While Biomorphic style came about as a response to the recent interest and discoveries being made in science during the Mid-Century period, the Machine style also sparked from a post-war discovery. Just as it had many times before, our nation returned from war with a confidence in our abilities to utilize our industries for mass-production of supplies to meet a demand. With a focus on the post-war home and the growth that it would bring, the traditional styles and views of home life were about to change dramatically. Architects and designers began to harvest this industry success into mass-production of products to suit this new lifestyle. A young, growing portion of the country had a hunger for the arts and culture and wanted to live the “modern” lifestyle shown to them in shelter magazines and advertisements everywhere.
With mass-production, home furnishings could become more accessible to the general public. The Chrysler Corporation’s metal-to-wood bonding process had opened up new doors for design. In 1941 Charles and Ray Eames created the Kazaam! Machine which was a press used to mold plywood.
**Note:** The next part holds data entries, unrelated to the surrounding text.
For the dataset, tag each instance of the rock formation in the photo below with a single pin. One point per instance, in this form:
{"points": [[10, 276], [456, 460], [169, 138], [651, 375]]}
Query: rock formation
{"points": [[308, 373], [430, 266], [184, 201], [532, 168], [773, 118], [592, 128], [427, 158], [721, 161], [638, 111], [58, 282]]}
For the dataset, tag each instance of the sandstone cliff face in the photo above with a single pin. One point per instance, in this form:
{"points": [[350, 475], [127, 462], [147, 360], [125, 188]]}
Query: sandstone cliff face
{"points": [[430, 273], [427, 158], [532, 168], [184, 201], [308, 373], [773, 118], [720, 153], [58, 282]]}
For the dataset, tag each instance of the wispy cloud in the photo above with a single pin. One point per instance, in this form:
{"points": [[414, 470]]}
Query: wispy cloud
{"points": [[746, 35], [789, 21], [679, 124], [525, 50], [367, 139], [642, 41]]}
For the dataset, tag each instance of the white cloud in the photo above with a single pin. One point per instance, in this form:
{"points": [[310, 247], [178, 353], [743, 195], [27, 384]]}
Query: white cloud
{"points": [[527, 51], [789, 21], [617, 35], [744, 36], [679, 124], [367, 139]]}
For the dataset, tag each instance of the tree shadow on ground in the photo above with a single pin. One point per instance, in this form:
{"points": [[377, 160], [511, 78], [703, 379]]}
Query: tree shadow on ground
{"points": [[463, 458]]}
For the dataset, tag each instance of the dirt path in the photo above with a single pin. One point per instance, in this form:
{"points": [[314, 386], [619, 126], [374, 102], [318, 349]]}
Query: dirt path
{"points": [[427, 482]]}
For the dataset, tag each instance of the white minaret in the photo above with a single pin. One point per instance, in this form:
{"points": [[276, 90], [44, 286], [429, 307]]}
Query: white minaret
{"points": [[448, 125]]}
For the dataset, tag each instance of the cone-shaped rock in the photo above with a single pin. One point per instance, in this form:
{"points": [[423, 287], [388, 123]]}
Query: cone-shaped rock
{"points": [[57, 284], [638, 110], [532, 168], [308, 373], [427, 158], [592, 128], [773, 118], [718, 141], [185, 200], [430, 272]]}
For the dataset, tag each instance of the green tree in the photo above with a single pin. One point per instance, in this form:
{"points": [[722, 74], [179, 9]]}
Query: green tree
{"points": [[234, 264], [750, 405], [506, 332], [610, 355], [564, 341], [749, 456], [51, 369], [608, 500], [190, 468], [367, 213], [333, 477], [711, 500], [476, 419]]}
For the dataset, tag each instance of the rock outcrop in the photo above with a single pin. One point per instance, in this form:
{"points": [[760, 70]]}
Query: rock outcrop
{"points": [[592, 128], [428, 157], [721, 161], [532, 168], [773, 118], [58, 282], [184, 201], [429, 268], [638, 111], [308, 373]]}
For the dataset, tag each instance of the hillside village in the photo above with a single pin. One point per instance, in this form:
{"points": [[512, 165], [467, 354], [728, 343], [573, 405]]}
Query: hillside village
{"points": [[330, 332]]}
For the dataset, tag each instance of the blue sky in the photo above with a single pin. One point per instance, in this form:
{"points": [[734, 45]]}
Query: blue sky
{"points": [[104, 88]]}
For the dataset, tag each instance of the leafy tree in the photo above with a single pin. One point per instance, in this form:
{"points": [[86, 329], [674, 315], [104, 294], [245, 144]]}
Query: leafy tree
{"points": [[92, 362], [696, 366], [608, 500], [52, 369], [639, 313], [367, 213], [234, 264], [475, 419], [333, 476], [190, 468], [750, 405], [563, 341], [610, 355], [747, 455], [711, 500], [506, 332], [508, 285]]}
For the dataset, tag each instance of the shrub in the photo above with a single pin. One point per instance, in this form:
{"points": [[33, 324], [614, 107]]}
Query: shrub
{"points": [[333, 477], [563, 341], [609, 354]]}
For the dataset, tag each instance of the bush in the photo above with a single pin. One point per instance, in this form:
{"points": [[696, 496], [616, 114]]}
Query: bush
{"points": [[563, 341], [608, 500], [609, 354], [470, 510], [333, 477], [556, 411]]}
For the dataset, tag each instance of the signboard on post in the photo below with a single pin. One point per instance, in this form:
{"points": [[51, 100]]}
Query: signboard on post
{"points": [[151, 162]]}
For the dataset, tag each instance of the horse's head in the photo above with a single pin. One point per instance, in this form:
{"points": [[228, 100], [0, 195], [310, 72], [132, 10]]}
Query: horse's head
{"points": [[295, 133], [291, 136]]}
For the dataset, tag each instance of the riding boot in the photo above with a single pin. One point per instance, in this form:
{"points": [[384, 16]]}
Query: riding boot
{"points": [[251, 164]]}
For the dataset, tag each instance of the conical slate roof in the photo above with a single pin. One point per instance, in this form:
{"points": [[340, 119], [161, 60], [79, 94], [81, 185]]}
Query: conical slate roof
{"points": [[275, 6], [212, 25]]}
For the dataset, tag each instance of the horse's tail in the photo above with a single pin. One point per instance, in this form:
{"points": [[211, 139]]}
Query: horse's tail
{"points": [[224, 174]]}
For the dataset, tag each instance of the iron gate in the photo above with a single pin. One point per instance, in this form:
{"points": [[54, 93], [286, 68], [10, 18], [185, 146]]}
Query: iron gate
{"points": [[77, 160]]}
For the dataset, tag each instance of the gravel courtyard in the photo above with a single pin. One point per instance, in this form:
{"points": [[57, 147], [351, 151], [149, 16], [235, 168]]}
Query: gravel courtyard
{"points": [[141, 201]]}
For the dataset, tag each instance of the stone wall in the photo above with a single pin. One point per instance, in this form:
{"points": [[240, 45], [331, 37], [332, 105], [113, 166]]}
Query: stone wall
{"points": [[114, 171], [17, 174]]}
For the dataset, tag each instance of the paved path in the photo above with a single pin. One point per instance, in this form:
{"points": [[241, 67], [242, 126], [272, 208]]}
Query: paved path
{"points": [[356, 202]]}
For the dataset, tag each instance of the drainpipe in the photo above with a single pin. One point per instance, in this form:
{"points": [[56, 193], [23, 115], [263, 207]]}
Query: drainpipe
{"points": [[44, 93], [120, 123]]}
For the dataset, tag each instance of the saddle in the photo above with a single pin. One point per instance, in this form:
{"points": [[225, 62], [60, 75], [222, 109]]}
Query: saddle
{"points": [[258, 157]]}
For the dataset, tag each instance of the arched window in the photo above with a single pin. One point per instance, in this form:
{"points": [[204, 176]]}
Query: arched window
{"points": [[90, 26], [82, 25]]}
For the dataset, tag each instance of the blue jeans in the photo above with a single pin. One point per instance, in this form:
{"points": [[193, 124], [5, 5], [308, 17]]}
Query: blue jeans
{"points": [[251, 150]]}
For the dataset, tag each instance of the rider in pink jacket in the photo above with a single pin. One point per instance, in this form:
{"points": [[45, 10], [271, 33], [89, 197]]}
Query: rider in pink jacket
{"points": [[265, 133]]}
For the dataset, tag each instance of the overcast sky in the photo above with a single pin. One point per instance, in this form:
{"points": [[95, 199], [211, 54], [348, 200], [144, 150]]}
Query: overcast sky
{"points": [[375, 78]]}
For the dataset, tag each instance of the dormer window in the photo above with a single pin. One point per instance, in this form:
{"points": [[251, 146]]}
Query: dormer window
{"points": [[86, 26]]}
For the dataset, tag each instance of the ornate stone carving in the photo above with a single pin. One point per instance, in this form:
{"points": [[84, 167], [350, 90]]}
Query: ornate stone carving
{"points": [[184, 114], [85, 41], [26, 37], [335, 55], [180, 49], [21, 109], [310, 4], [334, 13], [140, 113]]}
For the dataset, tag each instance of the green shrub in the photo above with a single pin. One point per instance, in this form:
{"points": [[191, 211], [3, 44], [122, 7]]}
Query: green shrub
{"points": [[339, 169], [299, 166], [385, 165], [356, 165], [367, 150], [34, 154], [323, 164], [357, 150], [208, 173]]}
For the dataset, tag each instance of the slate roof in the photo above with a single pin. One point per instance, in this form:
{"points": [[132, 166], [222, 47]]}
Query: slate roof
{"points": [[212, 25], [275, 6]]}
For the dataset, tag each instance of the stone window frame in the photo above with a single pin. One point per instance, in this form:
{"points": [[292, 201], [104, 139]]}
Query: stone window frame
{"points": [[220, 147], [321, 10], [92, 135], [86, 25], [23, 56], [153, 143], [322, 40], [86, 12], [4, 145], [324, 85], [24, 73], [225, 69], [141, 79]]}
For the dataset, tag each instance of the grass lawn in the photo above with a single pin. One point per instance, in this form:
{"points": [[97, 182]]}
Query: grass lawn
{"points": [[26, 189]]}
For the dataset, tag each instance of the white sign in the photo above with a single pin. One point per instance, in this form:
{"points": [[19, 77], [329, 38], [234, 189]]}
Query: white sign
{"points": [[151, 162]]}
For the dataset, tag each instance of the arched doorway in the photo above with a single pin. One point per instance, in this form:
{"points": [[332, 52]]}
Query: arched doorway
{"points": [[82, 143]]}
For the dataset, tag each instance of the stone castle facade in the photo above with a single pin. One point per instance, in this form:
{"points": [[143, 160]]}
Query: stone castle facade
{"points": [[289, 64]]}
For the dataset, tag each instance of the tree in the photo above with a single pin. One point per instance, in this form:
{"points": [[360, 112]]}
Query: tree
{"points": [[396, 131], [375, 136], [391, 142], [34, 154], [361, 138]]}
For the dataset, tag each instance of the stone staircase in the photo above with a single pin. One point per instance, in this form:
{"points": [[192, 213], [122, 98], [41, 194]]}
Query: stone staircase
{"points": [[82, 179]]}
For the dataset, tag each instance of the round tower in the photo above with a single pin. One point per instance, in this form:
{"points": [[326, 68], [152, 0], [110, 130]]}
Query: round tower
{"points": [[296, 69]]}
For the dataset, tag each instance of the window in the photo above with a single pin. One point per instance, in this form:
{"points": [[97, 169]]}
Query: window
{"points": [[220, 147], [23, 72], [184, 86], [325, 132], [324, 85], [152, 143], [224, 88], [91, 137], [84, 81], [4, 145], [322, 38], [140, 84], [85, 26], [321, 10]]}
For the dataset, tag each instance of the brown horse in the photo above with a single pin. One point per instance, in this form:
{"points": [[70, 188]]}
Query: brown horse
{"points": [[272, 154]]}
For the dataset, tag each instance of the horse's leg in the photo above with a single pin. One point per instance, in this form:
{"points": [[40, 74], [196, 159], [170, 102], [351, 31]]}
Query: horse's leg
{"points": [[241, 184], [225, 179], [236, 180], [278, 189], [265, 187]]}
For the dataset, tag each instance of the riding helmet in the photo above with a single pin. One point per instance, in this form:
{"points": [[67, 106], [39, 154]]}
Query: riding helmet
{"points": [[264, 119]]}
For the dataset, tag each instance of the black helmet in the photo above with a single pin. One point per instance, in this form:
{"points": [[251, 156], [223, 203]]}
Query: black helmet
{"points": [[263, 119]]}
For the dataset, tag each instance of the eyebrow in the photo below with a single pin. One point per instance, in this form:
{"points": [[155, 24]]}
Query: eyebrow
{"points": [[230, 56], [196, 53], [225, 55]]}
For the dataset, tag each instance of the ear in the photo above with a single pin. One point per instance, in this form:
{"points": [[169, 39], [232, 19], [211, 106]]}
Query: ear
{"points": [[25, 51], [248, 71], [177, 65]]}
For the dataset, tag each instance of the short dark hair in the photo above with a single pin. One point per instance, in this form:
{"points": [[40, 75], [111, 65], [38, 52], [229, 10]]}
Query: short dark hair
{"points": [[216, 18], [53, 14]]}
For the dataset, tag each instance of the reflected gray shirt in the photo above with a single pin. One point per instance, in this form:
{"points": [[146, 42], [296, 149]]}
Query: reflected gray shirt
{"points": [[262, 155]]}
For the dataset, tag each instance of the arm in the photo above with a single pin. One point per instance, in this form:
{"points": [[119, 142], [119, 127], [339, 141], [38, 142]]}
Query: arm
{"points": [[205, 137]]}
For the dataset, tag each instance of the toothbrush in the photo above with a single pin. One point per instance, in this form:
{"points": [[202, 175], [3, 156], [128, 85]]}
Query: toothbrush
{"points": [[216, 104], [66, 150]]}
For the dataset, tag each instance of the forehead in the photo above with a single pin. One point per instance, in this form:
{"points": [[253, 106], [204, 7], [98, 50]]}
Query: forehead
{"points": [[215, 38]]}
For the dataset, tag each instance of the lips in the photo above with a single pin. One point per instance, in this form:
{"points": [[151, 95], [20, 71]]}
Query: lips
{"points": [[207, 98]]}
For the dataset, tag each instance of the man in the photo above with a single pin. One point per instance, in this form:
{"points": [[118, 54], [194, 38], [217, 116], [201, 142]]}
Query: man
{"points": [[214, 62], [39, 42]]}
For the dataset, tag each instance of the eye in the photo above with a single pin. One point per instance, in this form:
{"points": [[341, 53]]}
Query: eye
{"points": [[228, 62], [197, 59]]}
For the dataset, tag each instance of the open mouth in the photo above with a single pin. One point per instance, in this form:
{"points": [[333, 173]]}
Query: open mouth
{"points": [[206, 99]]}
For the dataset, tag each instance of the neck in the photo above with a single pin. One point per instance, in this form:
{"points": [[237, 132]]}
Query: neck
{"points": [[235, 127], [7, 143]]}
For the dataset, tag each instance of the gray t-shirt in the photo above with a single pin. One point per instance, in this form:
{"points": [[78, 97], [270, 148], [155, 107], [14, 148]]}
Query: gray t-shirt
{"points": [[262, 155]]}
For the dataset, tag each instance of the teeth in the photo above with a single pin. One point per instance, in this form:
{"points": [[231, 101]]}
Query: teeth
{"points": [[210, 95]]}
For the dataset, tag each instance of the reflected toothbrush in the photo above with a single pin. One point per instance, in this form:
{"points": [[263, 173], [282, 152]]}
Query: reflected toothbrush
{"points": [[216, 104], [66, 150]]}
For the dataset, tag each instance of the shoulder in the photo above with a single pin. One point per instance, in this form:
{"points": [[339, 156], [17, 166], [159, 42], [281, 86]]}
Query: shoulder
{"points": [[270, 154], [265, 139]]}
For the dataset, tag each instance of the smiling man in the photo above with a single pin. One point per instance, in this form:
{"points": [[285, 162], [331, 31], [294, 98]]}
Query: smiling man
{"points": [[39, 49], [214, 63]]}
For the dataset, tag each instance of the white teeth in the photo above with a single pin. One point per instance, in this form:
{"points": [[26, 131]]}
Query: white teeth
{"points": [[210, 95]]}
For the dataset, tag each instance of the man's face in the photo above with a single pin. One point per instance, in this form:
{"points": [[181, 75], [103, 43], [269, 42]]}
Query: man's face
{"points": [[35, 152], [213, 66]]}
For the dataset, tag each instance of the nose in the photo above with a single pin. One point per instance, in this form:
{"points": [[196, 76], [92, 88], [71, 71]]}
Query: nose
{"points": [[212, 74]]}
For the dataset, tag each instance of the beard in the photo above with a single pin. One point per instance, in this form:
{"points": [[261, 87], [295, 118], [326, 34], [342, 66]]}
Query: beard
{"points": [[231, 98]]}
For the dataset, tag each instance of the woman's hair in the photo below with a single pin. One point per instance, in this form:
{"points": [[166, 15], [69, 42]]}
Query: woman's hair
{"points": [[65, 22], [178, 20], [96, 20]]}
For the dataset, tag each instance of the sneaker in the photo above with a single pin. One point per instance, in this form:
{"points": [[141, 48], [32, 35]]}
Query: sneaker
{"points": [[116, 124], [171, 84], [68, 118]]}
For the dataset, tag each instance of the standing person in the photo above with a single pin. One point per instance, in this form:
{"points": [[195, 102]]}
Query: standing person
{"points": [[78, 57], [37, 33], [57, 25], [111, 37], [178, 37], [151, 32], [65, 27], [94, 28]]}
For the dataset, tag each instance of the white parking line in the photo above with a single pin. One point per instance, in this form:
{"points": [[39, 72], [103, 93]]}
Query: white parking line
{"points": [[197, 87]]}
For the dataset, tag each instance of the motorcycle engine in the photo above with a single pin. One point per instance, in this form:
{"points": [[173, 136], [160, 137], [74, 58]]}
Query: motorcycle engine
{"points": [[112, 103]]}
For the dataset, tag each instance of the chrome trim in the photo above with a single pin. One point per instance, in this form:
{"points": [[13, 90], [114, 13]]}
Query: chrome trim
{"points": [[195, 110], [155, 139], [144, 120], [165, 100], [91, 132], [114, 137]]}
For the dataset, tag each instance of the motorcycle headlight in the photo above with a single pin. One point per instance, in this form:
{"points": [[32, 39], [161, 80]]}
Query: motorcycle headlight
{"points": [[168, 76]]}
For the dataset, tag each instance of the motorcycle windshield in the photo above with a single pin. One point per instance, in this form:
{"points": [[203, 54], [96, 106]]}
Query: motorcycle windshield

Eames and his team had a goal to provide “the most of the best to the greatest number of people for the least.” By 1946, The Herman Miller Furniture Company had employed the talent of George Nelson, Alexander Gerard, Charles and Ray Eames, as well as Isamu Noguchi. Good design was becoming available design to the growing post-war population.
While much of furniture being designed and produced by architects fell into the Machine style, there was an emergence of Handcraft style just as strong in presence. Handcrafted furnishings with modern features and forms were much more inviting to many than the bizarre Biomorphic shapes and what some thought were “cold” or “clinical” Machine styles.
Most commonly refereed to as Danish Modern, the Handcrafted style utilized modern tools and assembly and created clean, pure designs. Following the principles of the Bauhaus style, furnishings were created with an awareness of classical furniture craftsmanship. For example, Hans Wegner created his Peacock Chair as a modern adaptation of the traditional Windsor chair. Finn Juhl, and Arne Jacobsen were just some of the many designers focusing on Handcraft styles; they gave a soft edge to the modern lines by rounding sharp corners and using newly available production techniques. Oak and Teak became the most used wood species within this movement.
One common characteristic of both Machine and Handcrafted styles of Mid-Century Modern furnishings was the consideration of the end user. Materials were researched extensively and designs were proportioned to the requirements of the human body. While each of these styles can conflict with each other in motive, they can each compliment each other within a space. Being able to categorize iconic Mid-Century Modern elements can help you curate and appreciate your favorite pieces in your OCModHome.